Perrierodendron quartzitorum
- Conservation status: Critically Endangered (IUCN 3.1)

Scientific classification
- Kingdom: Plantae
- Clade: Tracheophytes
- Clade: Angiosperms
- Clade: Eudicots
- Clade: Rosids
- Order: Malvales
- Family: Sarcolaenaceae
- Genus: Perrierodendron
- Species: P. quartzitorum
- Binomial name: Perrierodendron quartzitorum J.-F.Leroy, Lowry, Haev., Labat & G.E.Schatz

= Perrierodendron quartzitorum =

- Genus: Perrierodendron
- Species: quartzitorum
- Authority: J.-F.Leroy, Lowry, Haev., Labat & G.E.Schatz
- Conservation status: CR

Species of flowering plant

Perrierodendron quartzitorum is a plant in the family Sarcolaenaceae. It is endemic to Madagascar.

==Description==
Perrierodendron quartzitorum grows as a shrub or small tree up to 6 m tall. Its chartaceous to subcoriaceous leaves are obovate to elliptical in shape. They are coloured dark green above, pale green below and measure up to 4 cm long. The inflorescences bear one to three flowers, each with five sepals and five white petals.
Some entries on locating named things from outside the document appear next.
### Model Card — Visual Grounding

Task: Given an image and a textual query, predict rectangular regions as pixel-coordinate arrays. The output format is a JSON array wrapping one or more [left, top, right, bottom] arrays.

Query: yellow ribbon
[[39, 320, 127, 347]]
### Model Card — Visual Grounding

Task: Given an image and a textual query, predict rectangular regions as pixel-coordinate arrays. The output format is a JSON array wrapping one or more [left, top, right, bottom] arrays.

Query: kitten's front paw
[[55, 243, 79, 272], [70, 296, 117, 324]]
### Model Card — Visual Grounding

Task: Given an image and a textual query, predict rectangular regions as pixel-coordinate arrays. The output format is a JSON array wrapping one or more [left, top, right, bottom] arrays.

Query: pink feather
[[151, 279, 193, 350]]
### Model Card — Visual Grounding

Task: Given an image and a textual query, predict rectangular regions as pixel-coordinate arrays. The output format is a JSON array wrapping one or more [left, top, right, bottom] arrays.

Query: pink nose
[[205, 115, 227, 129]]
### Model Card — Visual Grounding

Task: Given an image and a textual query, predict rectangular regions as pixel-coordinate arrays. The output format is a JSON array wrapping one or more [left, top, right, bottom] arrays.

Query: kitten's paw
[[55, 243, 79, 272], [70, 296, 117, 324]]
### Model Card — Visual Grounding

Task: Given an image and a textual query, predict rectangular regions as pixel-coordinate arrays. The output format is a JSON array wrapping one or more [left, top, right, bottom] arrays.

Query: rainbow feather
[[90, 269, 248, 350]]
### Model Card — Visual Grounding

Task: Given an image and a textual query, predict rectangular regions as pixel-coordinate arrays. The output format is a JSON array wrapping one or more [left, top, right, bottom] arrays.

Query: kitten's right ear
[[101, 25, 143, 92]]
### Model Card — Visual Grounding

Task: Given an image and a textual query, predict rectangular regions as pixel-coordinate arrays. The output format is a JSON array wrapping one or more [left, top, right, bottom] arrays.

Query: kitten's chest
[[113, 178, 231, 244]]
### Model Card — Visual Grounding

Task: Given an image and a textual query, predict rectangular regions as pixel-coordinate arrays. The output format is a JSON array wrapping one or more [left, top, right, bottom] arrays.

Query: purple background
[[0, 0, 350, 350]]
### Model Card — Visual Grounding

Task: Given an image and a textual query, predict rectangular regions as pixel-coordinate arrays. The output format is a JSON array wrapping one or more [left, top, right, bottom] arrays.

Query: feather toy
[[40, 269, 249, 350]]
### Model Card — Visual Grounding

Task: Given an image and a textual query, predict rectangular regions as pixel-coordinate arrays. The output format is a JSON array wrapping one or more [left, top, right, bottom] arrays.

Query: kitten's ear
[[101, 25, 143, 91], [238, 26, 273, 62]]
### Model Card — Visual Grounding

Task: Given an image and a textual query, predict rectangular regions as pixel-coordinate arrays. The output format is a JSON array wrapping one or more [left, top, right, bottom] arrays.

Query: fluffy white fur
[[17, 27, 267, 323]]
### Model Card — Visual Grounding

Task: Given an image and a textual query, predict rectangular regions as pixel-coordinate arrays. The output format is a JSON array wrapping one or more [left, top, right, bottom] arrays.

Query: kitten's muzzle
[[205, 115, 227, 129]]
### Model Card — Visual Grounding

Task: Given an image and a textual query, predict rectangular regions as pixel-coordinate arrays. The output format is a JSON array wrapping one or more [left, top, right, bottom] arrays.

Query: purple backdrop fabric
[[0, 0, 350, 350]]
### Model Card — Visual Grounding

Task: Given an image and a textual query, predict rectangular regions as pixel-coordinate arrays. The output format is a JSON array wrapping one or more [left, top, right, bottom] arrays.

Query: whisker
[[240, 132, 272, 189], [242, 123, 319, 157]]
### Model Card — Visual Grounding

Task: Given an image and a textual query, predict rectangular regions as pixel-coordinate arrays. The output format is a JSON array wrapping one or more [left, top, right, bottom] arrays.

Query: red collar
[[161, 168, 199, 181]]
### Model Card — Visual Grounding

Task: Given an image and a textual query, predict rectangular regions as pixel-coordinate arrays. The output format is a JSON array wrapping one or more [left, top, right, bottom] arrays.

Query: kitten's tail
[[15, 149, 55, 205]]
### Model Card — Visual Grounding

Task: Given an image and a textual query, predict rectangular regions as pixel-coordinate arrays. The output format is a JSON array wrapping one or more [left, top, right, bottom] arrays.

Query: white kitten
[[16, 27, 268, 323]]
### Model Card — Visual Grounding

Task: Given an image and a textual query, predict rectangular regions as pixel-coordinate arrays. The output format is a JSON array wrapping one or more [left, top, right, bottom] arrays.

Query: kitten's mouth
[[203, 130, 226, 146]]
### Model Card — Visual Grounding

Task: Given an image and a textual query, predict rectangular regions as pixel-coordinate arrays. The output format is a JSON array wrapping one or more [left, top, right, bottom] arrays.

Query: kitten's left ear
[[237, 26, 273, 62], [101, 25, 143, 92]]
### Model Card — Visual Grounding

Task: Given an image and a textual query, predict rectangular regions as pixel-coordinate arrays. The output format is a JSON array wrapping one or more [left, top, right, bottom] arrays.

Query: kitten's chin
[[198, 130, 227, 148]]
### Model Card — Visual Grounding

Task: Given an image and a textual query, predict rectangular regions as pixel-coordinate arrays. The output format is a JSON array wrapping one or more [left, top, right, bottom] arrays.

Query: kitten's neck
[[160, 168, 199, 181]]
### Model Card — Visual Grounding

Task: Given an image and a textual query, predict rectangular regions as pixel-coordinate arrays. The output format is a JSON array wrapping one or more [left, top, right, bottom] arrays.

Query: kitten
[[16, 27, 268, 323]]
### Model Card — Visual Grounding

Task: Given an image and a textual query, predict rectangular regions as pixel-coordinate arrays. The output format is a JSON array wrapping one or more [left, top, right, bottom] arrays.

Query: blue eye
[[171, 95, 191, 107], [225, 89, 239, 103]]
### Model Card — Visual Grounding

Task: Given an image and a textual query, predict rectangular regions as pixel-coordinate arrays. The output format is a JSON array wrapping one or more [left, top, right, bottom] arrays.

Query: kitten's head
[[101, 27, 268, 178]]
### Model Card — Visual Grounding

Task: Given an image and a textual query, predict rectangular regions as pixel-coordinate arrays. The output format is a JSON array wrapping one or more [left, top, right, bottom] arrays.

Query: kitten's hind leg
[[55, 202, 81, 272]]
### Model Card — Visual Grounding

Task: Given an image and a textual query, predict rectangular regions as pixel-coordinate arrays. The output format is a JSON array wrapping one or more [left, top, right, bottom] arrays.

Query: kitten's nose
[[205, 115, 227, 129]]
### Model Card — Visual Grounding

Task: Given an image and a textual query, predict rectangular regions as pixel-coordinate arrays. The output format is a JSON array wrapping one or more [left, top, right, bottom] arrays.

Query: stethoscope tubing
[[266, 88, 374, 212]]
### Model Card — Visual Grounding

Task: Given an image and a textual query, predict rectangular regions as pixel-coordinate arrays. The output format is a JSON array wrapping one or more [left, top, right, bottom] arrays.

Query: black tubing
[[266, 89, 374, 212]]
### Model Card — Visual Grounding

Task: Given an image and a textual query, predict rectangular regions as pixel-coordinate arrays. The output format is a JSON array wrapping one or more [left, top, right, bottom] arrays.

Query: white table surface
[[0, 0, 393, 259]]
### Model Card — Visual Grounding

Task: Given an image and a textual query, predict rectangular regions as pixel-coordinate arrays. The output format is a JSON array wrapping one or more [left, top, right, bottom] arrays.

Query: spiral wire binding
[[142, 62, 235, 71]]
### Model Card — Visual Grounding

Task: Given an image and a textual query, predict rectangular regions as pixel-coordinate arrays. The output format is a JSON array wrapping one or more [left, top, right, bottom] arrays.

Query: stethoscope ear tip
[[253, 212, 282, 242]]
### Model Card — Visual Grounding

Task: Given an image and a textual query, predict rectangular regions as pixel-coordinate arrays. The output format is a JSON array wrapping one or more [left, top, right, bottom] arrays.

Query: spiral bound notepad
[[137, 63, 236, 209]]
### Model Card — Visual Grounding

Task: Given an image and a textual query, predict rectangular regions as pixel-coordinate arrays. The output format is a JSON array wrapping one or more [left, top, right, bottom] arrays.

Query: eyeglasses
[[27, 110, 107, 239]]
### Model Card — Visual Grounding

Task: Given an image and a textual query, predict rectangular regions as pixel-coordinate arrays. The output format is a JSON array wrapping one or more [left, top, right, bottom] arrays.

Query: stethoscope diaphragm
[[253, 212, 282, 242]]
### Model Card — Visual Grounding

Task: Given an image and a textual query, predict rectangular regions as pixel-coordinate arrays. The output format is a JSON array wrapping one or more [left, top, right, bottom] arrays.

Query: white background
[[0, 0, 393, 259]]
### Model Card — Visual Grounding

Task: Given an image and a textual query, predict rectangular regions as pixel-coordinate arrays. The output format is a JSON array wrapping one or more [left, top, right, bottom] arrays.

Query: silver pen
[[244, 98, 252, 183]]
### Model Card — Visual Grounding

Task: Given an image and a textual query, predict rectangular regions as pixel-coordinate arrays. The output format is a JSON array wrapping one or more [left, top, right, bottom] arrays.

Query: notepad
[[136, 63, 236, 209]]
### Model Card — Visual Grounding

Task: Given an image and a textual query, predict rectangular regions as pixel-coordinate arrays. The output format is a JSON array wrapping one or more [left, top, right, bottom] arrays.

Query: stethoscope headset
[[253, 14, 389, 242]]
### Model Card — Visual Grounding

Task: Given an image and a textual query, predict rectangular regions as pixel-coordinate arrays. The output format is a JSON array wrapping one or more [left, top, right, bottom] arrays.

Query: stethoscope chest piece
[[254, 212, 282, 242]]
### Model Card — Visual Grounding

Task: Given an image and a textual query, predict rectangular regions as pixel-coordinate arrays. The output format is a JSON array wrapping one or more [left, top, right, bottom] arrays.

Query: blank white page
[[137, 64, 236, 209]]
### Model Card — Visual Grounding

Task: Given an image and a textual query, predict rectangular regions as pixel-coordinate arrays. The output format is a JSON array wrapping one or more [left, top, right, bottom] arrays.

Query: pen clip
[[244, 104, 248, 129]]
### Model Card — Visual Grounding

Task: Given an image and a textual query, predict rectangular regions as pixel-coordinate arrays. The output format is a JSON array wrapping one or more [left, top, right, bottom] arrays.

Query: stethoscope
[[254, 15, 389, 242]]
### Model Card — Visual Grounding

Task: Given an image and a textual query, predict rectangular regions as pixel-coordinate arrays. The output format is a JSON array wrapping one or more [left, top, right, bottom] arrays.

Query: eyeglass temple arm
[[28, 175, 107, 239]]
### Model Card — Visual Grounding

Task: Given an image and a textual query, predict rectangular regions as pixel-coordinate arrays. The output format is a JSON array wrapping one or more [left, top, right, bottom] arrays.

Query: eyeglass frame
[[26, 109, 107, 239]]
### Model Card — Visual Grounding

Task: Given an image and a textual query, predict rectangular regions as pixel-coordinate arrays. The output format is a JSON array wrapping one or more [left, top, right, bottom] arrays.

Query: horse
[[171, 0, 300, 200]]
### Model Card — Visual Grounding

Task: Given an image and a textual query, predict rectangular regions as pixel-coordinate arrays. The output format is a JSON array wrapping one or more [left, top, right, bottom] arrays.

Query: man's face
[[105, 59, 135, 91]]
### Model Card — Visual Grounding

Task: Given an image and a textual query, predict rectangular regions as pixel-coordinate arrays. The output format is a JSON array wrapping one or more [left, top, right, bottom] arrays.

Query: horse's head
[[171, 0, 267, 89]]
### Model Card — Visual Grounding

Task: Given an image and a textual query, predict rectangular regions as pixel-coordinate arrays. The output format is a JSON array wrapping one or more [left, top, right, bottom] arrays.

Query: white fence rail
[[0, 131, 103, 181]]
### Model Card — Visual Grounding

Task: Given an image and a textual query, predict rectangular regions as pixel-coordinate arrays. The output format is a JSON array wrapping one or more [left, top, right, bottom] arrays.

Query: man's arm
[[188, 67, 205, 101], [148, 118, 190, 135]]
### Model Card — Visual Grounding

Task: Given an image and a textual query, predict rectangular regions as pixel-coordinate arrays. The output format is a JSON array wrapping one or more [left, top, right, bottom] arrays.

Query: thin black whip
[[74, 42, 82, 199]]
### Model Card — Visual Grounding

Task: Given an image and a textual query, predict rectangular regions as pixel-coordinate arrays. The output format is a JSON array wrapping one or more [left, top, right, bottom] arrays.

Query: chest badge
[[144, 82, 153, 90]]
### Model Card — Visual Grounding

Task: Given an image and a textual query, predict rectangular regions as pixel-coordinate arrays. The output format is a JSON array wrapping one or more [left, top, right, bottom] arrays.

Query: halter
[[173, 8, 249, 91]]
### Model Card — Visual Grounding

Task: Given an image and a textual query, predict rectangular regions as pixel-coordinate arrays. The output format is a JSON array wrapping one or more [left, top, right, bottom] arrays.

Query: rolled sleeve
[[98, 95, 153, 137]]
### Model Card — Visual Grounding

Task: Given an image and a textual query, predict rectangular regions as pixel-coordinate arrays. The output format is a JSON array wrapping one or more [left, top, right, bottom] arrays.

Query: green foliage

The orange fruits are conical and measure up to 2.5 cm long.

==Distribution and habitat==
Perrierodendron quartzitorum is found only in a single location in the Itremo Massif in the central region of Amoron'i Mania. The estimated area of occupancy is 45 km2. Its habitat is rocky areas and woodlands at about 1000–2000 m altitude.

==Threats==
Perrierodendron quartzitorum is threatened by nomadic animal grazing and seasonal uncontrolled wildfires. The species population is decreasing. Formerly, there were subpopulations in Isalo and Zombitse-Vohibasia National Parks, but, as of the IUCN species assessment in 2015, there are no longer any subpopulations in protected areas.